Revirement au ministère de la Transition écologique. Monique Barbut, a annoncé, mercredi 22 juillet, qu’elle acceptait « de poursuivre sa mission à la demande » d’Emmanuel Macron, « qui l’a assurée de son soutien ». Plus tôt dans la matinée, elle avait pourtant annoncé qu’elle _ »présentera_i[t] » sa « démission au président de la République aujourd’hui« , après l’adoption définitive par le Parlement d’une mesure controversée sur les pesticides à laquelle elle s’opposait.
Monique Barbut a accepté de rester au gouvernement « face à l’urgence d’agir contre les conséquences du changement climatique qui frappent durement notre pays et pour répondre aux enjeux de santé environnementale », selon son cabinet.
Emmanuel Macron et Monique Barbut « ont convenu d’un désaccord sur la loi agricole telle qu’elle a été votée par le Parlement, le président a refusé sa démission, ils se sont accordés sur trois piliers fondamentaux, l’eau la, forêt et la santé environnementale, trois chantiers pour lesquels elle a accepté de rester pleinement investie », a précisé la porte-parole du gouvernement, Maud Bregeon, lors du compte-rendu du Conseil des ministres mercredi à la mi-journée, auquel Monique Barbut a finalement participé.
Un bras de fer autour de la réintroduction de pesticides
« Contrairement aux engagements qui m’avaient été donnés, le gouvernement a empêché le débat autour de la suppression de cette mesure, pourtant souhaitée également par les députés », avait jugé Monique Barbut dans la matinée, dans un message publié sur LinkedIn, estimant que « ce revirement constitue (…) le recul environnemental de trop ». Un désaccord qu’elle a confirmé, malgré sa décision de rester au gouvernement, selon son cabinet.

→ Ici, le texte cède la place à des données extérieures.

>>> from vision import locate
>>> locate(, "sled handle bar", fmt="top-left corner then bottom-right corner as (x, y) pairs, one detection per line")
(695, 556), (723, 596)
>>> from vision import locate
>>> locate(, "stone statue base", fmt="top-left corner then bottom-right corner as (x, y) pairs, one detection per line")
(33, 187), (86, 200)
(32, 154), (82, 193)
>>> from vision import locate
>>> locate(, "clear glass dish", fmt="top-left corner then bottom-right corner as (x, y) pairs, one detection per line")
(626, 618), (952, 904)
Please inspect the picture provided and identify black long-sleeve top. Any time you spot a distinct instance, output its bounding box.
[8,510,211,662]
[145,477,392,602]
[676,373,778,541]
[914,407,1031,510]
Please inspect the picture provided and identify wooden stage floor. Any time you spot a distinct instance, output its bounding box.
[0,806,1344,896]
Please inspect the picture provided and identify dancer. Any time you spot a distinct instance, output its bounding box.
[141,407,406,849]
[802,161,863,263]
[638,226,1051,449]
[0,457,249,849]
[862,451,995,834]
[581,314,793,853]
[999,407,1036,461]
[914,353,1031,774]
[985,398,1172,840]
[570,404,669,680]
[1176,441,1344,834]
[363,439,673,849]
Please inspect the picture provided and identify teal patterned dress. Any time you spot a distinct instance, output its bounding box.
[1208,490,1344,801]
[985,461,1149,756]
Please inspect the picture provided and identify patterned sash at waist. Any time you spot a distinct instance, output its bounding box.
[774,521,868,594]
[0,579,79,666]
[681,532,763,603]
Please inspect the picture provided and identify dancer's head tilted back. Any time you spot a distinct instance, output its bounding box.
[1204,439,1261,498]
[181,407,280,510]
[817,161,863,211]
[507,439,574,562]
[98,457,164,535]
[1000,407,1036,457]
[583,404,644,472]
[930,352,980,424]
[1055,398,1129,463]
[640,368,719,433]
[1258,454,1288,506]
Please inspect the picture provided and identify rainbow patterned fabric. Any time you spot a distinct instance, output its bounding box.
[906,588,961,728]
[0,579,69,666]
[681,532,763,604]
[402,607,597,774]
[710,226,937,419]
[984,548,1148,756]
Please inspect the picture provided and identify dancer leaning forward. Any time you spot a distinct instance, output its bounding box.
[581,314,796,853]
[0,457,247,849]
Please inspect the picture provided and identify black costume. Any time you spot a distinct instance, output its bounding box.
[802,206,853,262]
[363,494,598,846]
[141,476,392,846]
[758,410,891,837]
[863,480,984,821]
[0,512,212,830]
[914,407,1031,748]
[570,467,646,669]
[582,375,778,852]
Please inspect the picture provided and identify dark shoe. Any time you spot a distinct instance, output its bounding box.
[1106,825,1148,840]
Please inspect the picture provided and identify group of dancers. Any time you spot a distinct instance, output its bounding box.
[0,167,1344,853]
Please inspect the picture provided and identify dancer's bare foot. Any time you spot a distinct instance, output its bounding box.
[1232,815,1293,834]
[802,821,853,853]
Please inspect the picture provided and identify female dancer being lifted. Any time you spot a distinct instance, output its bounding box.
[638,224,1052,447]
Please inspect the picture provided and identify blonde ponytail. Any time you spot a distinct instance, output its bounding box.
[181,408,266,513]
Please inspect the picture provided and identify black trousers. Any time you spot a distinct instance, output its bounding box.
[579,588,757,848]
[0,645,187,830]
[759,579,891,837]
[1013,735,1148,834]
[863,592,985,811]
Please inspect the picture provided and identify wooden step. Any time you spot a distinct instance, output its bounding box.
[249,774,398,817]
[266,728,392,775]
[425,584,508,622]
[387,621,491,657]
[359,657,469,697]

Le Parlement a entériné mardi le projet de loi d’urgence agricole du gouvernement. Le texte prévoit notamment la possibilité donnée à l’Agence de sécurité sanitaire (Anses) de réintroduire sous condition l’acétamipride et le flupyradifurone, deux pesticides autorisés dans l’UE mais interdits en France, pour une poignée de filières en difficulté, dont celles des noisettes et de la betterave.
Menaces répétées de départ
Un an après la forte mobilisation citoyenne contre la loi Duplomb, qui prévoyait le retour de l’acétamipride avant une censure du Conseil constitutionnel, le retour de cette possibilité suscite toujours la controverse.
Des députés du camp gouvernemental avaient suggéré lundi à l’exécutif de la faire retirer par amendement. Une proposition rejetée par le gouvernement.
Connue pour son franc-parler, Monique Barbut avait, jusqu’à cet épisode, menacé à plusieurs reprises de partir, sur fond de menaces sur les budgets alloués à son ministère.
« Moi, ce que je veux, ce sont de vrais budgets pour l’adaptation et le Fonds vert » (qui soutient les collectivités locales et dans leurs investissements au service de la transition écologique), avait-elle répété. Sans éviter de nouvelles coupes, elle a obtenu le maintien d’un niveau de financement qu’elle jugeait nécessaire.